- Born: 26 August 1940 (age 86) Zaporizhia, Ukrainian SSR
- Education: Chelyabinsk Polytechnic Institute
- Awards: Global Energy Prize (2012)
- Scientific career
- Fields: Cryogenics Superconductors

= Valeriy Kostyuk =

Russian scientist (born 1940)

Valery Viktorovich Kostuk (Вале́рий Ви́кторович Костю́к; born 26 August 1940 in Zaporizhia) is a Russian scientist who has contributed to the development of processes for producing gases and cryogenic liquids. He is a vice president of the Russian Academy of Sciences.

== Career ==

Kostuk graduated from the Chelyabinsk Polytechnic Institute in 1962 and then worked there as an engineer until 1963. From 1963 to 1978, he worked at the Moscow Aviation Institute, receiving a doctorate in 1976 and rising to the rank of professor. In the early 1990s, Kostuk founded the Low Temperature Research and Development Institute of the Moscow Aviation Institute and has served as the director of the Low Temperature Research and Development Institute since 1992.

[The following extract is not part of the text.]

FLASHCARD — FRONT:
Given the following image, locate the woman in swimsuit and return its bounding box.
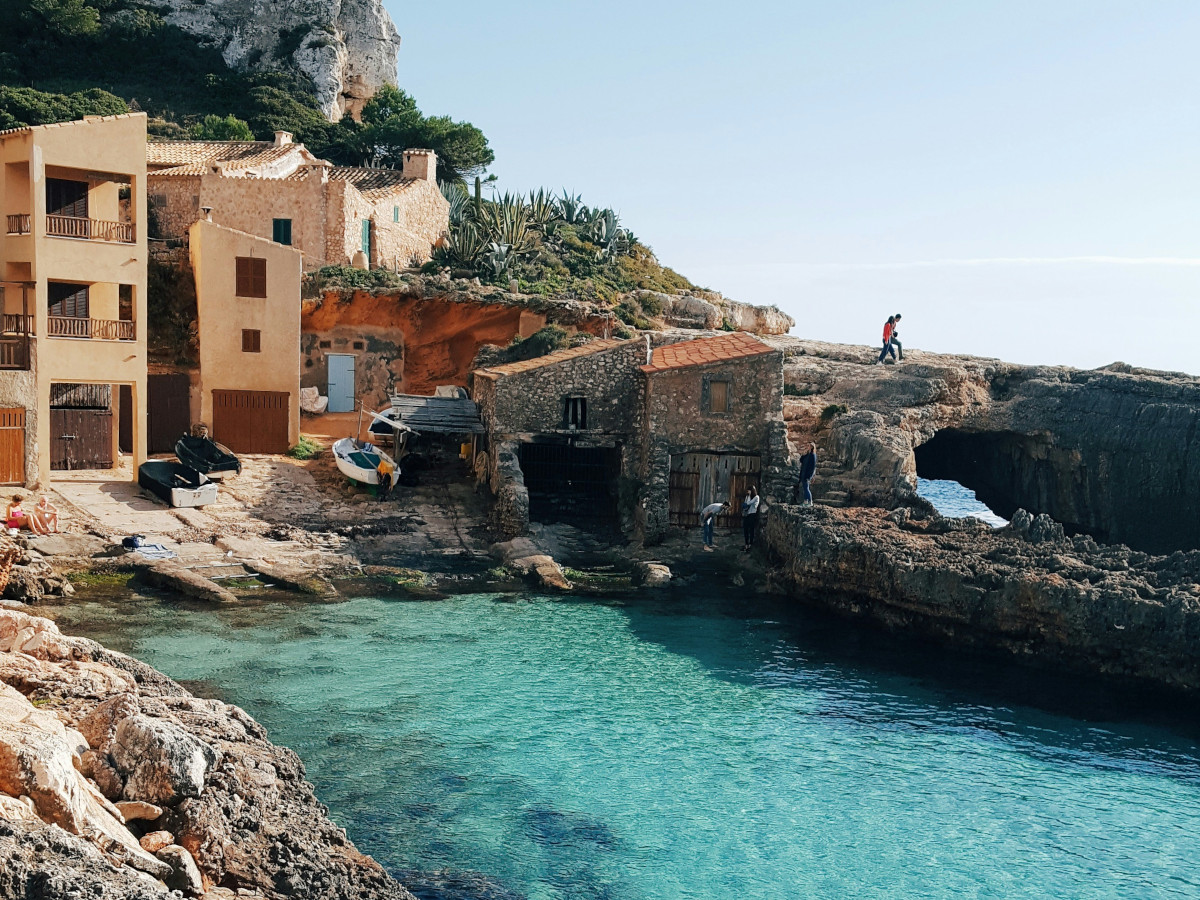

In 1997, Kostuk became a full member of the Russian Academy of Sciences, and in 2013, one of its vice presidents. His research interests have included heat transfer, state changes and hydrodynamics of cryogenic fluids, as well as high-temperature superconducting machines and power transmission cables.

In 2012, along with Boris Katorgin and Rodney John Allam, Kostuk received the Global Energy Prize for his contributions to the development of processes and equipment for production of cryogenic liquids as well as technology for electricity production.